La contre-indication la plus fréquemment rapportée pour la TAP est l’histoire familiale ou personnelle de psychose, conformément aux recommandations actuelles de traitement de la TAP en Suisse. Bien que la contre-indication de la psychose en TAP soit un point de vue prédominant dans la communauté de recherche psychédélique, souvent liée à une probabilité accrue de psychose induite par les psychédéliques post-traitement, certaines recherches récentes commencent à explorer cette connexion potentielle, soulignant le besoin d’une stratification des risques plus nuancée au sein des populations du spectre de la psychose. D’autres contre-indications incluent une relation thérapeutique peu fiable, ce qui est moins directement étayé par des données quantitatives sur les résultats, mais fortement ancré dans la recherche plus large en psychothérapie. L’alliance thérapeutique est largement considérée comme un mécanisme central de changement dans toutes les modalités psychothérapeutiques et est plausiblement amplifiée dans les contextes de thérapie assistée par psychédéliques, où l’ouverture émotionnelle accrue et la suggestibilité peuvent augmenter à la fois le potentiel thérapeutique et la vulnérabilité.
Contrairement aux études de recherche clinique, où les patients rencontrent généralement les thérapeutes de l’étude uniquement au début, les patients suisses de TAP ont généralement une relation thérapeutique établie au préalable, ce qui se reflète également dans la formation des thérapeutes de TAP en Suisse. Dans l’ensemble, les conclusions de cette enquête décrivent la richesse des diverses méthodes et expériences cliniques dans la pratique de la TAP en Suisse. Ce rapport sert de base pour de futures discussions sur les méthodes cliniques de la TAP.
La généralisabilité de l’étude est limitée par la particularité du système médical suisse et de son programme d’usage médical limité.

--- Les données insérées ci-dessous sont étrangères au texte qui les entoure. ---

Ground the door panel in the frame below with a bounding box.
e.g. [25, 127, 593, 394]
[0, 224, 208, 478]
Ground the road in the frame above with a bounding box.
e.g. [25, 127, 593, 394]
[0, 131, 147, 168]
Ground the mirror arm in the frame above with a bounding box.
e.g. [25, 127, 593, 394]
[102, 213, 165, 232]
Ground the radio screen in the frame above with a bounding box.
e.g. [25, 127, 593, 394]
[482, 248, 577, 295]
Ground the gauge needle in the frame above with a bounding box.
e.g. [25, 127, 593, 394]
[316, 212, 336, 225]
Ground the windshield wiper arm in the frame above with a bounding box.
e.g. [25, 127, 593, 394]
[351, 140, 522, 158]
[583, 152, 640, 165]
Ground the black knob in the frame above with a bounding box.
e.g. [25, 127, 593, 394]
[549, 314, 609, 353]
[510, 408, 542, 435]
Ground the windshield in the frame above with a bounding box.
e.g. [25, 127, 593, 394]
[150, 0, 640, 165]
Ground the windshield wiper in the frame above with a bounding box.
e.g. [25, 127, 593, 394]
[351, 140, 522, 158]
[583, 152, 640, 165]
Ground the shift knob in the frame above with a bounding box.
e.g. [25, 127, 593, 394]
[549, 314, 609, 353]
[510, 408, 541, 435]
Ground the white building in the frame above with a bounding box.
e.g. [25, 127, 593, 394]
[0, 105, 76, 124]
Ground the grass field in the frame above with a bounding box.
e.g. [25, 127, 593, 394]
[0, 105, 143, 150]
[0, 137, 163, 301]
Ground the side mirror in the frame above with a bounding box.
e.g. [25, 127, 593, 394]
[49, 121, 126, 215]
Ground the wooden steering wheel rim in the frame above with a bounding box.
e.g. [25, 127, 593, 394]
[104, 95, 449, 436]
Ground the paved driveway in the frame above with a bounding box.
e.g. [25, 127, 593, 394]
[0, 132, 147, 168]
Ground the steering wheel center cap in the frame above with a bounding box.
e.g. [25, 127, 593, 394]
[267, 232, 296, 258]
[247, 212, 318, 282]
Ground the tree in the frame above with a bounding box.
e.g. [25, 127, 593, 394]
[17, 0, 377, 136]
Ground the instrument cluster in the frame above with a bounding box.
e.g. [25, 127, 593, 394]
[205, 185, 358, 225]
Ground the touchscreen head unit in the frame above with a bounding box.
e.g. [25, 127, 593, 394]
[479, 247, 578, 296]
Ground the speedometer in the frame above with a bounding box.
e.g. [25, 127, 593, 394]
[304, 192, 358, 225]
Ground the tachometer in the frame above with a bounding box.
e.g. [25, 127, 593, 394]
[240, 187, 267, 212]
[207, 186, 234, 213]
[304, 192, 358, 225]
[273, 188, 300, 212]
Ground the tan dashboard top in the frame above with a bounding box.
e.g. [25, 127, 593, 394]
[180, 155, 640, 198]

Dans ce cadre, une collaboration étroite et un échange d’informations entre les agences fédérales et les organisations professionnelles de TAP jouent un rôle vital, incluant des supervisions/intervisions régulières et la transparence des processus thérapeutiques auprès des agences fédérales. Depuis 2014 jusqu’à fin 2024, l’OFSP a accordé plus de 1795 cas pour la TAP et a introduit un contrôle qualité constant, le nombre de médecins et de patients augmentant rapidement. La SÄPT a mis en place un programme de formation complet de 3 ans pour la première fois en 2018, qui inclut plusieurs sessions d’expérience personnelle en dyade et en groupe pour les thérapeutes dans le cadre d’un programme de recherche. La plupart des patients de la TAP dans cette enquête ont une expérience antérieure des psychédéliques, ce qui diffère considérablement des études de recherche clinique et pourrait avoir influencé la gestion de la sécurité et le processus thérapeutique. Les principaux défis liés à la fourniture de la TAP en Suisse incluent les coûts et les problèmes d’assurance, les restrictions légales, le manque de formation, les attentes élevées des patients et une rémunération insuffisante des médecins.